En los últimos diez milenios hemos desarrollado diversas formas de organización social, desde las aldeas más primitivas hasta modelos sofisticados como la Unión Europea. Lamentablemente, ha predominado el autoritarismo y la explotación de las grandes mayorías en las organizaciones sociales que conocemos por la historia y en la actualidad.

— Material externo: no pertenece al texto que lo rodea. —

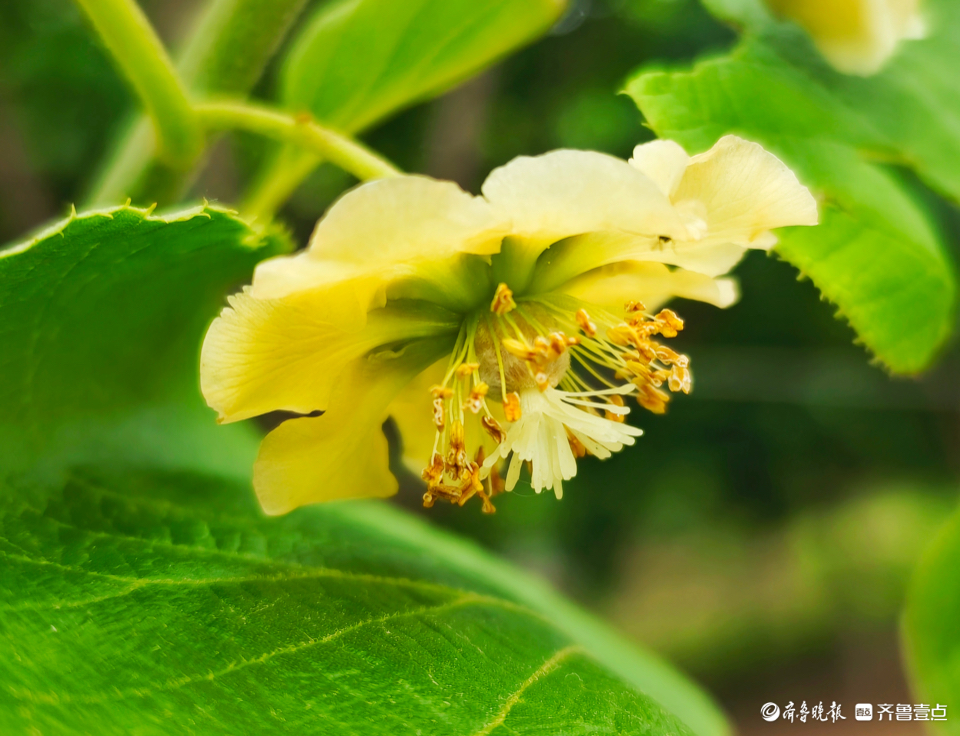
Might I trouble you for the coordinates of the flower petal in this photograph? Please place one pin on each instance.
(283, 354)
(651, 283)
(573, 257)
(406, 219)
(384, 232)
(745, 192)
(663, 162)
(564, 193)
(856, 36)
(342, 454)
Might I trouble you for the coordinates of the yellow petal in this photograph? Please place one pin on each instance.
(342, 454)
(745, 191)
(856, 36)
(663, 162)
(652, 283)
(573, 257)
(406, 219)
(283, 354)
(566, 193)
(384, 232)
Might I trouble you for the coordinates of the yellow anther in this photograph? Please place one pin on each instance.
(586, 324)
(434, 471)
(542, 380)
(493, 428)
(511, 407)
(616, 400)
(519, 349)
(475, 401)
(652, 399)
(441, 392)
(680, 379)
(502, 300)
(622, 334)
(438, 414)
(578, 448)
(669, 323)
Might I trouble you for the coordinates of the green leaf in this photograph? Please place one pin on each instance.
(162, 600)
(102, 319)
(876, 253)
(158, 603)
(930, 632)
(358, 61)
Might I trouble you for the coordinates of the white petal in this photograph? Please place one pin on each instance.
(564, 193)
(745, 191)
(662, 161)
(651, 283)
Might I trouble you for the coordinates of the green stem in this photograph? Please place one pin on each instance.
(225, 53)
(142, 58)
(280, 178)
(301, 131)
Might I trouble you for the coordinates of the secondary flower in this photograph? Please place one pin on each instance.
(499, 331)
(856, 36)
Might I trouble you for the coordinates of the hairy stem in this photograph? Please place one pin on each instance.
(142, 58)
(301, 131)
(225, 53)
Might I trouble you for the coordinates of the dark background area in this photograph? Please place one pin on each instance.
(761, 533)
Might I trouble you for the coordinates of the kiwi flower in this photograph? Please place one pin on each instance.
(499, 331)
(856, 36)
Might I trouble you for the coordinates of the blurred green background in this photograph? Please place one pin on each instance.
(762, 532)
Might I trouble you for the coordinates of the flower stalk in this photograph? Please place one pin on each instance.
(299, 130)
(141, 56)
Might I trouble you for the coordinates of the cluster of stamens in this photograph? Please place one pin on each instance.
(544, 337)
(452, 475)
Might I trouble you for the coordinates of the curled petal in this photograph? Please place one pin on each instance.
(856, 36)
(652, 283)
(283, 354)
(573, 257)
(664, 162)
(384, 233)
(343, 453)
(566, 193)
(745, 191)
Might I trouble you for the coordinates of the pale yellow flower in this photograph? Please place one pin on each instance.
(493, 329)
(856, 36)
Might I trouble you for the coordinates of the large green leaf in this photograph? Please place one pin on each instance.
(102, 316)
(358, 61)
(876, 253)
(162, 600)
(147, 603)
(930, 624)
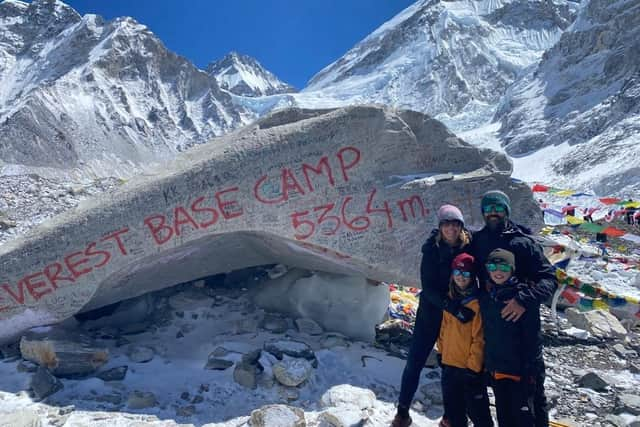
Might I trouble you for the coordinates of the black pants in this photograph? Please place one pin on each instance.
(463, 395)
(540, 404)
(425, 334)
(512, 403)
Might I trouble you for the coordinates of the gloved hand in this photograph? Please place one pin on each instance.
(459, 311)
(505, 293)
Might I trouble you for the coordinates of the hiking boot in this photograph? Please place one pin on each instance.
(400, 421)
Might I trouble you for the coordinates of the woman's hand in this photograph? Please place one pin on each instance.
(513, 311)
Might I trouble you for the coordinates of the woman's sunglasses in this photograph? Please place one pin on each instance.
(465, 274)
(494, 208)
(501, 266)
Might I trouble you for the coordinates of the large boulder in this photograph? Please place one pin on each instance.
(350, 191)
(599, 323)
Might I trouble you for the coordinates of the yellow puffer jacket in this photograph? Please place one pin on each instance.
(461, 344)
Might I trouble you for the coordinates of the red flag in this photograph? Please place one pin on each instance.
(539, 188)
(613, 232)
(609, 200)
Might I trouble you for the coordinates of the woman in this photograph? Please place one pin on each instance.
(444, 244)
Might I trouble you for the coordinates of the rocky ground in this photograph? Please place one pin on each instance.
(203, 354)
(28, 200)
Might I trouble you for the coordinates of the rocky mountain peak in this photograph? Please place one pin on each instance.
(584, 98)
(99, 98)
(244, 75)
(452, 60)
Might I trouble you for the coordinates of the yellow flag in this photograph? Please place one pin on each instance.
(599, 304)
(574, 220)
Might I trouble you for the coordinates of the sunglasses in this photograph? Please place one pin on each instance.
(494, 208)
(506, 268)
(465, 274)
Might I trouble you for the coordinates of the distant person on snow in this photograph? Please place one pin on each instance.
(461, 346)
(570, 210)
(630, 212)
(535, 275)
(445, 243)
(510, 347)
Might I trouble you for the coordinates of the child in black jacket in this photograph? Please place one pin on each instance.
(510, 347)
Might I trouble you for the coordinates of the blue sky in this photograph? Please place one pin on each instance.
(292, 38)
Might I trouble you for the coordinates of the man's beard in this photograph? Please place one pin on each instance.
(495, 223)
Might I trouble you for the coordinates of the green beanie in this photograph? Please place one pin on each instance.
(503, 255)
(495, 197)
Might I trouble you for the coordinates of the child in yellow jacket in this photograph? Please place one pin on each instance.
(461, 347)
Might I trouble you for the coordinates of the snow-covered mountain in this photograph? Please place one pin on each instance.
(582, 102)
(81, 94)
(245, 76)
(451, 59)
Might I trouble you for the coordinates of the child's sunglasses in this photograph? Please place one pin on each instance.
(494, 208)
(465, 274)
(498, 266)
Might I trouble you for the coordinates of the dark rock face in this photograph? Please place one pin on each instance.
(80, 91)
(245, 76)
(585, 91)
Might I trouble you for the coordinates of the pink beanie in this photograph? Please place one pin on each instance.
(449, 213)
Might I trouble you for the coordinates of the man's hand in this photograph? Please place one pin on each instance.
(459, 311)
(513, 311)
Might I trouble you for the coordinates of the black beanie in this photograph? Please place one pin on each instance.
(496, 197)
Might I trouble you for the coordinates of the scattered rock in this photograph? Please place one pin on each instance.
(289, 347)
(186, 411)
(343, 417)
(277, 416)
(113, 374)
(140, 354)
(63, 353)
(247, 370)
(290, 394)
(275, 323)
(349, 396)
(20, 418)
(433, 392)
(219, 352)
(246, 325)
(628, 402)
(44, 384)
(277, 270)
(141, 399)
(333, 339)
(624, 352)
(26, 366)
(593, 381)
(114, 399)
(308, 326)
(599, 323)
(292, 372)
(217, 364)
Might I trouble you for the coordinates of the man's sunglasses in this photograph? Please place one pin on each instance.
(498, 266)
(465, 274)
(494, 208)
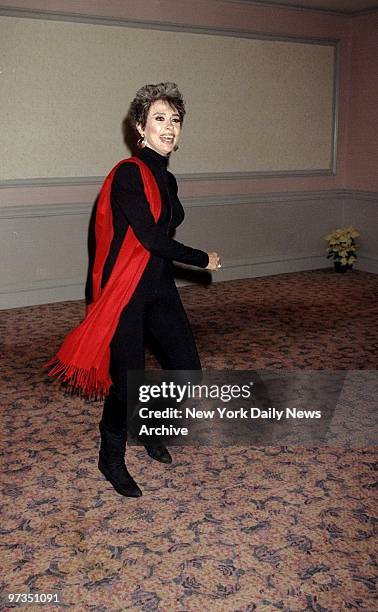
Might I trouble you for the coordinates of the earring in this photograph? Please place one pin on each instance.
(141, 142)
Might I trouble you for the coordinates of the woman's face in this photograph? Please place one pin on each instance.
(162, 128)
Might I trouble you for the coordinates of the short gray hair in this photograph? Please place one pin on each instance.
(148, 94)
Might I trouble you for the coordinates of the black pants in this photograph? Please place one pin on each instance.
(155, 312)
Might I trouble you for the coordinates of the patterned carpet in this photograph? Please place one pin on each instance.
(237, 529)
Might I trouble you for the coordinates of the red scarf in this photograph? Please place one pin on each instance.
(83, 359)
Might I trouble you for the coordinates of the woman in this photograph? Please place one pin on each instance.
(130, 290)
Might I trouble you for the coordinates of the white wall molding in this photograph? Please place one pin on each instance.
(44, 247)
(83, 208)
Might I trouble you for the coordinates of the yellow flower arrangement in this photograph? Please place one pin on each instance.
(341, 246)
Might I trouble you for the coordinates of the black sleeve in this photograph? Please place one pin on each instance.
(128, 196)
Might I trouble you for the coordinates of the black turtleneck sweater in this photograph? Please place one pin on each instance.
(131, 208)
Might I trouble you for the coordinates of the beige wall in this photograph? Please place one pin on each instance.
(262, 215)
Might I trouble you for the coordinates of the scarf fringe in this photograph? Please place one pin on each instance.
(80, 381)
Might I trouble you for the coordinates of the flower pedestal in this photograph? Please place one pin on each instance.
(342, 268)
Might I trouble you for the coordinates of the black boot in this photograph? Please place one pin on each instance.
(112, 461)
(159, 453)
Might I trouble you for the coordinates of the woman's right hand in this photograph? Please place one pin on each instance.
(214, 262)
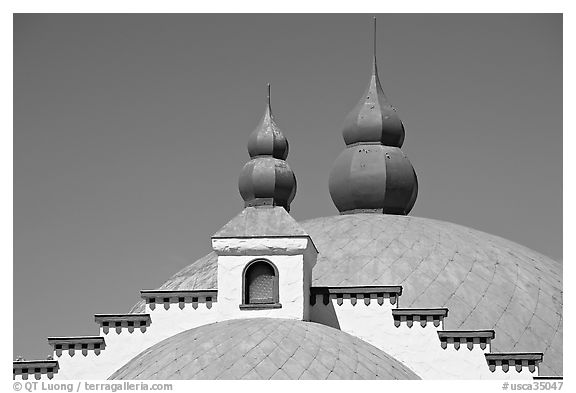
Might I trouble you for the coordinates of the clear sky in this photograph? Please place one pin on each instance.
(130, 132)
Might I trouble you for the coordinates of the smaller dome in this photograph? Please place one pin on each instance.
(267, 180)
(263, 348)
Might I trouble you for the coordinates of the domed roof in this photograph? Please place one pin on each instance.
(263, 348)
(487, 282)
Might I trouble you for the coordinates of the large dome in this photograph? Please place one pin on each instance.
(487, 282)
(263, 348)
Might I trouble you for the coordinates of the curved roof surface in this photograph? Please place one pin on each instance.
(263, 348)
(486, 281)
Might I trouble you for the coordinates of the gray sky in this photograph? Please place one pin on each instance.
(130, 132)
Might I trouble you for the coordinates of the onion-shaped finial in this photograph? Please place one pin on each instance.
(267, 180)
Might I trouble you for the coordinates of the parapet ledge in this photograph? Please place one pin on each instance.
(35, 367)
(353, 293)
(468, 337)
(123, 321)
(518, 360)
(182, 297)
(84, 343)
(422, 315)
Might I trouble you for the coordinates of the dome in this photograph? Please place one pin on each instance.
(263, 348)
(487, 282)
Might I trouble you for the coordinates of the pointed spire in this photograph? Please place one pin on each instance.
(374, 62)
(267, 139)
(268, 106)
(267, 180)
(374, 119)
(372, 174)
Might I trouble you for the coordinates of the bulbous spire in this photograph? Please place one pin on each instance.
(373, 119)
(267, 180)
(372, 174)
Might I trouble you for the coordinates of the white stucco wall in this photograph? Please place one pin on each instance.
(417, 347)
(294, 265)
(293, 257)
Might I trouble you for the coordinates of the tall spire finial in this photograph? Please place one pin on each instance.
(267, 180)
(269, 107)
(374, 66)
(372, 173)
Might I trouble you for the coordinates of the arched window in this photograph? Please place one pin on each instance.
(260, 285)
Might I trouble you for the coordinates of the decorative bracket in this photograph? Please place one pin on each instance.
(422, 315)
(518, 360)
(84, 343)
(35, 367)
(180, 297)
(123, 321)
(468, 337)
(354, 293)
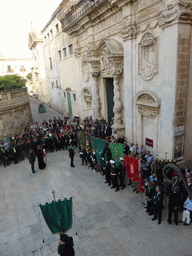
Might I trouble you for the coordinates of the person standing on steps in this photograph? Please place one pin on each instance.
(71, 154)
(32, 157)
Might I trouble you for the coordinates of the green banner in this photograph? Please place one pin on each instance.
(99, 146)
(58, 215)
(117, 151)
(87, 142)
(80, 139)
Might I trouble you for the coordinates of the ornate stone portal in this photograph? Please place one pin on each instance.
(148, 106)
(148, 56)
(107, 62)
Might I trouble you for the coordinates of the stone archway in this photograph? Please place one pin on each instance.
(107, 61)
(148, 106)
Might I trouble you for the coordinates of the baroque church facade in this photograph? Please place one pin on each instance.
(132, 61)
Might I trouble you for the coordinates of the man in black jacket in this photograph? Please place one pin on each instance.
(71, 154)
(32, 157)
(158, 204)
(174, 203)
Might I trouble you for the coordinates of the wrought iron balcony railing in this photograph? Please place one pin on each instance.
(75, 10)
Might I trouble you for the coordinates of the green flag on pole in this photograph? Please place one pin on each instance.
(87, 142)
(58, 215)
(99, 146)
(117, 151)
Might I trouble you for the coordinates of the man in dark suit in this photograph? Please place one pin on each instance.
(32, 157)
(158, 204)
(107, 131)
(174, 203)
(71, 154)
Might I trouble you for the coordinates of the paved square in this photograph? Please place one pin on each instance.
(107, 222)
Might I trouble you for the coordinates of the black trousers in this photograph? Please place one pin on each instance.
(72, 159)
(114, 181)
(32, 167)
(172, 210)
(157, 213)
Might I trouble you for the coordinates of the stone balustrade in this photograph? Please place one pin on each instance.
(15, 112)
(76, 9)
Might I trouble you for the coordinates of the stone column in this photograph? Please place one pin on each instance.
(117, 102)
(96, 97)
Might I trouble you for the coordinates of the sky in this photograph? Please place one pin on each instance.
(15, 24)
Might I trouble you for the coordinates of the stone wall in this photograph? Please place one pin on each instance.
(183, 62)
(15, 112)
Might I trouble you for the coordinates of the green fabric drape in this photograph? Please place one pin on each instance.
(58, 215)
(117, 151)
(99, 146)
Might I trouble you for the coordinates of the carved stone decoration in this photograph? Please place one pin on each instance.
(148, 105)
(105, 64)
(169, 15)
(148, 56)
(85, 66)
(142, 4)
(117, 106)
(129, 31)
(87, 96)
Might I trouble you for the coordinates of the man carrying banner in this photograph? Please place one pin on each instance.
(121, 173)
(107, 171)
(114, 172)
(83, 155)
(71, 154)
(65, 247)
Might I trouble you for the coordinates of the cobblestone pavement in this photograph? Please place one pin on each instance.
(107, 222)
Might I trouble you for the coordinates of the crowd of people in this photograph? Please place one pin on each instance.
(37, 140)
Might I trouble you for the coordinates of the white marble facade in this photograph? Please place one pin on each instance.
(144, 47)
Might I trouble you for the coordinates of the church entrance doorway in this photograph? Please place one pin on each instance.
(110, 96)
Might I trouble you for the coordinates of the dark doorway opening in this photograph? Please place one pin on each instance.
(110, 96)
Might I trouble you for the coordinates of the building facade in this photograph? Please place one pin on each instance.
(60, 67)
(133, 63)
(15, 66)
(39, 78)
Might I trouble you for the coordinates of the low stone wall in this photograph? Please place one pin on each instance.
(15, 112)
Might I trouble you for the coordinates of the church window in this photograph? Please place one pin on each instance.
(65, 52)
(74, 96)
(50, 62)
(51, 34)
(60, 56)
(70, 49)
(57, 28)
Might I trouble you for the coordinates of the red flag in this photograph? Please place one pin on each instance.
(132, 167)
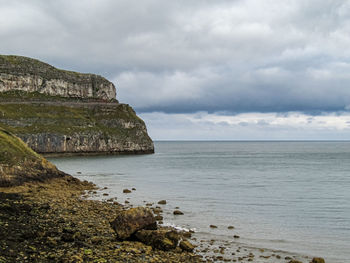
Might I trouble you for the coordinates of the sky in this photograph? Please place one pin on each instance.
(201, 69)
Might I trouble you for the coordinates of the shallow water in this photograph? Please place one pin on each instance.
(290, 196)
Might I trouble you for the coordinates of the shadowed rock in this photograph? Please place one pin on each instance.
(132, 220)
(158, 239)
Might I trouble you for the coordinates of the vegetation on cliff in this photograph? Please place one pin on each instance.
(75, 127)
(62, 112)
(19, 65)
(18, 163)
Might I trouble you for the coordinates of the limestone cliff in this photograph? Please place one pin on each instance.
(31, 75)
(50, 121)
(18, 163)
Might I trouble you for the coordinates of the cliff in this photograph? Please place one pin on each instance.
(65, 119)
(31, 75)
(18, 163)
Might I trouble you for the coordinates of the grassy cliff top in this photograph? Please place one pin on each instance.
(18, 65)
(14, 151)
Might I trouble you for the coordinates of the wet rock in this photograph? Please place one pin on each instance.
(67, 237)
(178, 212)
(132, 220)
(186, 246)
(317, 260)
(187, 234)
(158, 239)
(158, 217)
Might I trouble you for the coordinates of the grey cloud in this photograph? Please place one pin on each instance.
(189, 56)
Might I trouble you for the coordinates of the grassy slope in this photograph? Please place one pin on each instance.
(19, 163)
(40, 118)
(14, 151)
(24, 65)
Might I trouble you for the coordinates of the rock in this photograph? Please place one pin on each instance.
(186, 246)
(187, 234)
(132, 220)
(317, 260)
(158, 217)
(158, 239)
(30, 75)
(177, 212)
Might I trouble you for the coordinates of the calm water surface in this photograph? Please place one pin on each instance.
(292, 196)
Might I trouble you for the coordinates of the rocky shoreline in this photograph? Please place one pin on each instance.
(50, 222)
(55, 221)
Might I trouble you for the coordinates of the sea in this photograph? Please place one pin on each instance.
(291, 196)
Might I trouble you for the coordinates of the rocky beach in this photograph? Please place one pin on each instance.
(47, 215)
(54, 221)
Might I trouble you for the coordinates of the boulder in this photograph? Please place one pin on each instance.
(132, 220)
(158, 239)
(178, 212)
(186, 246)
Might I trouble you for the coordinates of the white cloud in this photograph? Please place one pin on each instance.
(247, 126)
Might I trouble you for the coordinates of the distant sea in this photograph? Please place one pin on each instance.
(291, 196)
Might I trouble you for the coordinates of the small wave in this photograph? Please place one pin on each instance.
(179, 227)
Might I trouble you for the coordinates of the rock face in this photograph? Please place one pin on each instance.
(18, 163)
(31, 75)
(132, 220)
(61, 112)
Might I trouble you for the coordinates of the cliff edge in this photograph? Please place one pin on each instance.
(31, 75)
(62, 112)
(18, 163)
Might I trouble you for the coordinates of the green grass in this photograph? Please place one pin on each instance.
(13, 150)
(23, 65)
(42, 118)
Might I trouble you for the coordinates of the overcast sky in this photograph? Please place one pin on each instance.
(239, 69)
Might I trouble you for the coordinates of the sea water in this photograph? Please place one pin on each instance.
(290, 196)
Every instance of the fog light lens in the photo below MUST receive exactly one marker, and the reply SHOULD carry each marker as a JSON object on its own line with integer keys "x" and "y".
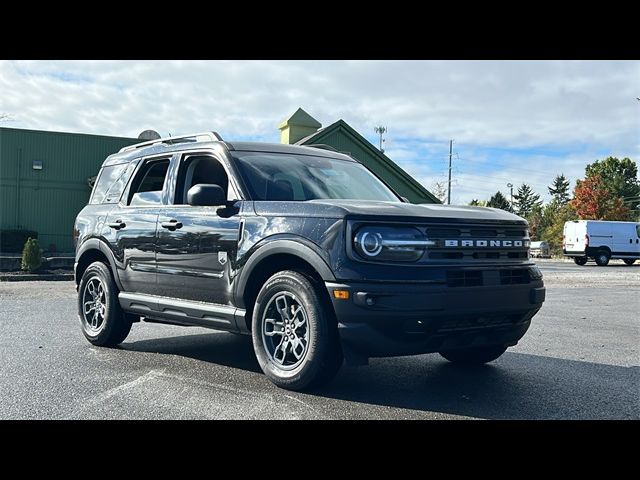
{"x": 341, "y": 294}
{"x": 535, "y": 273}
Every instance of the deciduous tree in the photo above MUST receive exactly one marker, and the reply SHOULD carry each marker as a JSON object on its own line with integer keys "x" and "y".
{"x": 592, "y": 200}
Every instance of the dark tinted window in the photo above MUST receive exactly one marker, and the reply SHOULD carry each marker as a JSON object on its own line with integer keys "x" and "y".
{"x": 115, "y": 191}
{"x": 291, "y": 177}
{"x": 147, "y": 186}
{"x": 196, "y": 170}
{"x": 106, "y": 180}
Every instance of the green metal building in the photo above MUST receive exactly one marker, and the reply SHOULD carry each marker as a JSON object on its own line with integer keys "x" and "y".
{"x": 44, "y": 180}
{"x": 45, "y": 176}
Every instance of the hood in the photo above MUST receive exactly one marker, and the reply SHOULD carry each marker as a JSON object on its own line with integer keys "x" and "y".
{"x": 385, "y": 210}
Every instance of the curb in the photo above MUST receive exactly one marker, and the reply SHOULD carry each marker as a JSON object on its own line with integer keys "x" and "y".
{"x": 35, "y": 277}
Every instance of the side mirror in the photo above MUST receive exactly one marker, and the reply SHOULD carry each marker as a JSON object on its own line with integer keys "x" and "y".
{"x": 206, "y": 195}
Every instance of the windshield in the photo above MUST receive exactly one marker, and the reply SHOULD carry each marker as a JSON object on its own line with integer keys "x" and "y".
{"x": 291, "y": 177}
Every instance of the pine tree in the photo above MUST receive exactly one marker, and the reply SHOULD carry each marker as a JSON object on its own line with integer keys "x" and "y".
{"x": 560, "y": 190}
{"x": 525, "y": 200}
{"x": 498, "y": 201}
{"x": 592, "y": 200}
{"x": 31, "y": 255}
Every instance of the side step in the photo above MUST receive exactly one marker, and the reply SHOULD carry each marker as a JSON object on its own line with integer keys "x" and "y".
{"x": 184, "y": 312}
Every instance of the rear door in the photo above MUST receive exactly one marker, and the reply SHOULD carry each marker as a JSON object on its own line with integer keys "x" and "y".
{"x": 626, "y": 239}
{"x": 574, "y": 237}
{"x": 132, "y": 226}
{"x": 196, "y": 245}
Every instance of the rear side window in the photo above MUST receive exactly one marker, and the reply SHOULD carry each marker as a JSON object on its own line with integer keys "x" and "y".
{"x": 111, "y": 183}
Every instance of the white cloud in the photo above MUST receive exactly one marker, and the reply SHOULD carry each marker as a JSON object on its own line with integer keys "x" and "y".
{"x": 580, "y": 107}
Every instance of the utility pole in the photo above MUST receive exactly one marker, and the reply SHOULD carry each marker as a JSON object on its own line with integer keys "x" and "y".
{"x": 381, "y": 131}
{"x": 449, "y": 188}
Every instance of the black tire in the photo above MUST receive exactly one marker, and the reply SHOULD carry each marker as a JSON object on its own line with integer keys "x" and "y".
{"x": 320, "y": 356}
{"x": 115, "y": 325}
{"x": 602, "y": 258}
{"x": 474, "y": 356}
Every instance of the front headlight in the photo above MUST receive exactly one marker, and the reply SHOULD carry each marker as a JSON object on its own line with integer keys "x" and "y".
{"x": 390, "y": 244}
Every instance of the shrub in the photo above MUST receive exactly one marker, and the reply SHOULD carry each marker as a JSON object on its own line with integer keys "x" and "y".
{"x": 12, "y": 241}
{"x": 31, "y": 255}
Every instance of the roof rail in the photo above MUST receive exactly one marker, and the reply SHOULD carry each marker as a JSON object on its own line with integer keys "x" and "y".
{"x": 322, "y": 146}
{"x": 194, "y": 137}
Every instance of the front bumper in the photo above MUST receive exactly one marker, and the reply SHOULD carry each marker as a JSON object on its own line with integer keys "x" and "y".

El discurso del respeto a la dignidad de todos los seres humanos es cuestión del siglo XX, con antecedentes notables como la Revolución Norteamericana y la Revolución Francesa –ambas a finales del siglo XVIII- y su raíz más antigua en el Sermón de Montesinos, con alta tecnología en 1511 en Santo Domingo.

Construir sociedades donde se reconozca plenamente la dignidad de cada ser humano que viva en ella, donde el producto del trabajo social se distribuya equitativamente y la participación política impregne la cotidianidad de todos los ciudadanos y ciudadanas, es tarea pendiente.

El liberalismo, el socialismo y la democracia han hecho aportes significativos en la dirección correcta, pero falta mucho por inventar y construir en formas decentes de vivir en sociedad.